Big customers have meant a big hiring drive. Auckland-based Plexure has taken on 60 staff this year, boosting its total headcount to 100, and chief executive Craig Herbison says it's looking for another 50.
It's a familiar theme. While economic sentiment overall hangs in the balance, the tech sector is generally bullish.
The Herald has recently reported on Vend's push to hire another 125 staff and Rocket Lab's efforts to get another 100 bodies onboard. The Technology Investment Network says the number employed across the tech sector as a whole rose 4.7 per cent last year to 47,417.
Like many of its peers in the software industry, the NZX-listed Plexure is New Zealand-based but, thanks to its product being sold and served through the cloud, easily able to operate globally.
Its software, which works through smartphones on the consumer side, is designed to manage mobile orders and payment, loyalty payments, personalised offers, analytics and operations integration.
Herbison says its target clients are anyone who owns physical stores and wants to use mobile phone-based marketing to lure more people to those stores, then get them to buy more once they arrive.
Plexure's largest customer at this point is McDonald's, which is using its app to market to about 130 million punters in 50 countries.
At this stage in Plexure's lifecycle, the golden arches loom large over its business.
Herbison says McDonald's accounts for about 80 per cent of his company's revenue.
And in April, the giant fast-food chain paid $5.4m for a 10 per cent stake in Plexure, making it the largest single shareholder (smaller investors include the taxpayer, via an ACC holding).
While the McDonald's investment was a vote of confidence, it also came with a caveat: a restraint of trade clause that means Plexure can't do business with key McDonald's competitors including the giant Yum Brands, which includes KFC, Pizza Hutt and Taco Bell in its stable.
Still, Plexure was able to get a new deal with another US fast-food chain, White Castle, over the line in July - by dint of negotiations beginning before the McDonald's deal. While it's tiny beside McDonald's, which has about 14,000 outlets in the US, White Castle still has 400 restaurants in 13 states.
Herbison notes that McDonald's did not get a board seat or advisory position as part of the deal, and highlights the fact that his company has big-name multinational customers beyond McDonald's, including Ikea and 7-Eleven.
He sees further growth in areas like "grocery, hotels, fuel and convenience like we do for 7-Eleven and of course big box retail, which is what we do for Ikea."
And regardless, Plexure's work for McDonald's is rapidly expanding, too.
The location-based ordering pilot will shortly begin for about 2600 McDonald's outlets in Japan, managed through Plexure's smartphone app.
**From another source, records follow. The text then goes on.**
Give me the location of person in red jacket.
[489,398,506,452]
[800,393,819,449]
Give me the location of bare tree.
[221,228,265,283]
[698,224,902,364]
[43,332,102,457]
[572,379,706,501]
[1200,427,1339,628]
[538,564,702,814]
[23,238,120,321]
The idea is that you order your Big Mac, but the kitchen only prepares your order once you hit a "geofence" - as captured by the GPS on your phone. It could be, say, once you're within 2km of the drive-thru or a table - depending on how long it will take to get your order ready.
It's no small exercise. McDonald's has about 16 million Japanese customers registered for its Plexure-powered app.
In the near-to-medium term, most of Plexure's growth is likely to come from the US, says Herbison, who spends about two weeks of every month offshore, often in the States talking to potential new customers.
He says the overall mobile marketing industry is worth about US$53 billion ($83b) worldwide, with the US accounting for some 41 per cent of that total.
But for now at least, Herbison sees no reason to shift the business from Auckland, which is home to almost all its staff, beyond a handful of account managers in the US and Europe, and six staff embedded with McDonald's Japan.
"The development community in New Zealand is particularly strong," he says. "We seem to be able to get the technologists and the data scientists we need from the local market.
"We get plenty of overtures from parts of the world where labour is cheaper. But we like the culture we've built up here. And I think in terms of the quality of the work, we just need to make sure we keep our arms wrapped around what we're doing and we're not really at that point where we need to offshore any of it.
"We are constantly asked if we're [located] in the right market given we don't actually have a deep pool of customers or customer opportunities in New Zealand. But the core of what we do today is still that we're a software company that builds software. We're committed to New Zealand."
He says immigration and a steady stream of graduates - particularly from AUT - means there hasn't been any skills shortage to hamper Plexure's hiring drive.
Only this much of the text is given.